THE PRINCE AND THE DYBBUK (Piotr Rosolowski & Elwira Niewiera, 2017)
Film Society of Lincoln Center, Walter Reade Theater
165 West 65th St. at Amsterdam Ave.
Wednesday, January 10, 2:45, and Thursday, January 11, 9:00
Festival runs January 10-23
The New York Jewish Film Festival gets under way January 10 with an intriguing look at enigmatic filmmaker Michał Waszyński, the director of one of the most important Yiddish movies of all time, the 1937 supernatural tale The Dybbuk. In The Prince and the Dybbuk, directors Piotr Rosolowski and Elwira Niewiera find that discovering who Waszyński was is like chasing a ghost, as he continually reinvented himself while being haunted by a past he tried to erase. Like the characters in many of the films he produced and directed, he was constantly searching for his true identity as he journeyed from Poland and Germany to Italy and Spain. “He was in his world, so mysterious and exciting. Nobody really knows what he’s really like,” one of his assistant directors, Enrico Bergier, says. Throughout the eighty-minute documentary, friends, relatives, colleagues, and others describe Waszyński, who produced and/or directed nearly 150 films, as a gentleman, Jewish, Catholic, noble-minded, lonely, elegant and refined, an exceptional boss, generous, isolated, very smart, a larger-than-life character, an aristocrat, a bit strange, and a mythomaniac. He married a countess, dubbing himself the Polish Prince, and took one of his actors, Albin Ossowski, to gay restaurants. “He was longing for his youth,” Ossowski says. He hobnobbed with Orson Welles, Sophia Loren, Audrey Hepburn, and Claudia Cardinale. He appeared in Joseph L. Mankiewicz’s 1954 film, The Barefoot Contessa. He was singled out by Josef Goebbels as an enemy. He was involved with such 1960s blockbusters as El Cid and The Fall of the Roman Empire as well as smaller Eastern European films, most famously The Dybbuk, about a young bride possessed by a spirit. Rosolowski and Niewiera, who previously collaborated on the award-winning Domino Effect, include newsreel footage, family photos, home movies, a behind-the-scenes promotional piece narrated by James Mason about the making of Anthony Mann’s budget-busting The Fall of the Roman Empire, spoken excerpts from Waszyński’s diaries, and clips from such Waszyński films as His Excellency the Shop Assistant, Unknown Man of San Marino, Dvanáct kresel, Gehenna, Wielka Droga, Zabawka, and Znachor, many of which feature lost characters.
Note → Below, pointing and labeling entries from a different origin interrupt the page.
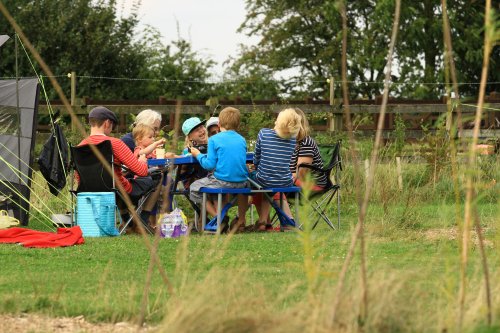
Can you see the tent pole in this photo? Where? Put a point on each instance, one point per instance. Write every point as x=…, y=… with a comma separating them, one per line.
x=18, y=112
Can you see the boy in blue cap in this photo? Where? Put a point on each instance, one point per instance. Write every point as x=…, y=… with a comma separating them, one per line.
x=227, y=157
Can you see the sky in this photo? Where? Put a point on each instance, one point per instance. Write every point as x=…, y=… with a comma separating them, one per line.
x=209, y=25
Waszyński was born Moshe Waks in the village of Kovel in Poland (what is now Ukraine) in 1904 and later changed his name to Michał Waszyński and converted to Catholicism. Even when facts are revealed about him, there is no evidence about why he did the things he did in his personal life. “To me he was a great magician. He lived in a dream world, because cinema is a dream,” explains Maurizio Dickmann, a member of the Italian family that took him in. Later, in an Under the Flag of Love radio broadcast, Waszyński explains, “I do what I love. Cinema is my passion and it stimulates my intellect. . . . To me, film is like a second reality, subject to completely different rules. In a split second, a king can become a shepherd or a beggar a rich man.” His diaries divulge a dark side about his search for who he is and who he was as he transformed himself from shepherd to king. “My city vanishes from my mind, as if the place of my youth had never existed,” he writes. “But I can never rid myself of you. You were the one who abandoned us. Although, even now, in my dreams and when awake, you return to me every night, like a stab to the heart. You drive deep inside me. Like an evil spirit, you circle around me.” Waszyński was chased by spirits his entire life — he passed away suddenly in 1965 — and turned to the movies for answers, which only led to more questions. Named Best Documentary on Cinema at the Venice Film Festival, The Prince and the Dybbuk is making its U.S. premiere at the New York Jewish Film Festival, screening at the Walter Reade Theater on January 10 at 2:45 and January 11 at 9:00, preceded by Daria Martin’s short film A Hunger Artist, based on the Franz Kafka story. The January 11 screening will be followed by a Q&A with Rosolowski, Niewiera, and Martin. A copresentation of the Jewish Museum and the Film Society of Lincoln Center, the festival, which runs January 10-23, is also showing the world premiere of a brand-new restoration of The Dybbuk on January 14 and 17.